While it is difficult to determine the exact type of error that led to the initial misdiagnosis in these patients, they all had continued misdiagnosis due to diagnostic momentum (Bordini et al., 2017). The diagnostic error could have been mitigated in most of our cohort by direct review of the genetic testing results and/or inclusion of the medical genetics team to review and interpret the genetic testing results. Electronic medical records make diagnostic momentum harder to overcome; however, since these patients spanned 30 years this clearly is not the main etiology for error. An area of potential intervention to prevent these errors is improving understanding among healthcare providers in regards to medical genetics, something the medical genetics field is acutely aware of, but has focused on genomics (Bordini et al., 2017; Korf et al., 2014). Our data suggests we need to focus on foundational medical genetics knowledge as well. We also suspect a source of error or perpetuated error was parents who were not clear on the diagnosis or genetic testing results. Parents often serve as expert sources of information in patients with rare or genetic diseases, but it is also known that their understanding can be limited and health care providers over rely on parents and families as a source of key information without verifying, researching independently, or discussing the diagnosis with the appropriate subspecialists (Currie & Szabo, 2019; Gallo et al., 2009).

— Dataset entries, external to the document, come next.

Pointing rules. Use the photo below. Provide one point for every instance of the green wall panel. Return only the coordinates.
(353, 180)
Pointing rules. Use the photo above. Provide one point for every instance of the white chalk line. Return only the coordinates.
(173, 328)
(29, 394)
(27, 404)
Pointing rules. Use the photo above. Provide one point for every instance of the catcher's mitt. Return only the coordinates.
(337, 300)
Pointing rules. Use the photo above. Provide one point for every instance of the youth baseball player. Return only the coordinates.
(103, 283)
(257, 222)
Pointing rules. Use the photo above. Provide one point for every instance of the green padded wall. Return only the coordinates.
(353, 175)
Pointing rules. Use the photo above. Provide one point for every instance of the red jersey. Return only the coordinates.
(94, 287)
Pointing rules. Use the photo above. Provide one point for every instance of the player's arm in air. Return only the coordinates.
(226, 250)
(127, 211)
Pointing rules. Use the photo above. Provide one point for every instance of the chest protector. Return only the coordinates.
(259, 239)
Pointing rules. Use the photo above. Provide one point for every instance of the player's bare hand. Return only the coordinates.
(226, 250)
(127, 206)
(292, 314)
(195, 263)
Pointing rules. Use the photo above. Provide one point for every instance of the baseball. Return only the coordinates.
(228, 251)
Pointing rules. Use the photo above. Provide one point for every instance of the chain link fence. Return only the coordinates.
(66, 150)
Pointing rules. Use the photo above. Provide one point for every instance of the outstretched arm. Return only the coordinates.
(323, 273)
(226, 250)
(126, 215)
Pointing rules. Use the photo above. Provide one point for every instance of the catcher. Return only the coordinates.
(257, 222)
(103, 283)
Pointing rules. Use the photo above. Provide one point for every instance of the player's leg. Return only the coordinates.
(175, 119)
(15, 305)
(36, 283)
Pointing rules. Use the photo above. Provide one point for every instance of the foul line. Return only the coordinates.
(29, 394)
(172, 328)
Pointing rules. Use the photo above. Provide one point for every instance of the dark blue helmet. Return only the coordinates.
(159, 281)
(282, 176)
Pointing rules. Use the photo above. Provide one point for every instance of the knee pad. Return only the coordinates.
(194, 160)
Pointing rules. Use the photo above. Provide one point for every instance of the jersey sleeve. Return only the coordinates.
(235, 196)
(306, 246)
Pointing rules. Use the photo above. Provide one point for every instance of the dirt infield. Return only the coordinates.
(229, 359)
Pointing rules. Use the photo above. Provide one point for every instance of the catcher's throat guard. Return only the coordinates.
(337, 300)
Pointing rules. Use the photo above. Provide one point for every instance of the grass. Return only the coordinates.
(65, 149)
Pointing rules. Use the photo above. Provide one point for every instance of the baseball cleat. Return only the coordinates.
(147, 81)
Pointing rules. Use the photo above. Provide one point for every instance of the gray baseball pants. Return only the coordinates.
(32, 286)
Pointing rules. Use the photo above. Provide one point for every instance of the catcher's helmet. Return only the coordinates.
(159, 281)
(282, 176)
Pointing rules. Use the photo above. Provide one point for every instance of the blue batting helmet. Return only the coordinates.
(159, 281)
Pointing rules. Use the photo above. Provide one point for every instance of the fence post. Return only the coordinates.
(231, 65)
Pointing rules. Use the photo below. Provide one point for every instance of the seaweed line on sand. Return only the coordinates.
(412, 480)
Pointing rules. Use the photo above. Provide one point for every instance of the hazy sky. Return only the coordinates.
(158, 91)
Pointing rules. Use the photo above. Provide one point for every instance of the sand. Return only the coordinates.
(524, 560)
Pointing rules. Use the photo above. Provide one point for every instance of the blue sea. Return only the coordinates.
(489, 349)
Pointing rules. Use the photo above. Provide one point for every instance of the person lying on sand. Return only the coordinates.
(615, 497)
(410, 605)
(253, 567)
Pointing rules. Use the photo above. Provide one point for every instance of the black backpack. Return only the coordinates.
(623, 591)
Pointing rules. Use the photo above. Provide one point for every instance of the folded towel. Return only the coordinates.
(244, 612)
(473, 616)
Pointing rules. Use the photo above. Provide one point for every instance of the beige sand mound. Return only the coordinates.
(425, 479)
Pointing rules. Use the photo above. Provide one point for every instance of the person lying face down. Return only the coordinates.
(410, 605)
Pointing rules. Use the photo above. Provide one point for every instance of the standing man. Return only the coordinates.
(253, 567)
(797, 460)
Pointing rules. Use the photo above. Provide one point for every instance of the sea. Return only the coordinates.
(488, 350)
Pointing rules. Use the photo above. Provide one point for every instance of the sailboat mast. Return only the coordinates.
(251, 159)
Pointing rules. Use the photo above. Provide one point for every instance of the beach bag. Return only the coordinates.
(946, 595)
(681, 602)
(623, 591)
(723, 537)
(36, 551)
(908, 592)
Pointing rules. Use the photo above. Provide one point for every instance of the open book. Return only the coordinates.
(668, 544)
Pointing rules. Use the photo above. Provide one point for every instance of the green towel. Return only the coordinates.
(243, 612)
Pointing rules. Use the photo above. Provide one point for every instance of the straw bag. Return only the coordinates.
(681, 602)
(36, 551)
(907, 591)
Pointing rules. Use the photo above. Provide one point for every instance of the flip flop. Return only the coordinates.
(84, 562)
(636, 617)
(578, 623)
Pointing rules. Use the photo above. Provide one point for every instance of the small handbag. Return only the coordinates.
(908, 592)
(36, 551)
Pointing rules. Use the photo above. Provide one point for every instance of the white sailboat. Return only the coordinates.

Overall, we think these data are critically important for several reasons, the first being that it shows significant error is involved when utilizing diagnosis codes in large databases to identify genetic diseases, calling into question recent large studies suggesting favorable outcomes in T13 and T18. Second, this study reinforces the importance of verifying genetic testing results when evaluating a new patient and involvement of medical genetics professionals in even “straightforward” genetic diagnoses to verify information is correctly interpreted and communicated so that patients get appropriate care.

Sincerely,

Gabrielle C. Geddes MD, Niloufar Hafezi MD, and Brian W. Gray MD.

CONFLICTS OF INTEREST

The authors have no relevant conflicts of interest.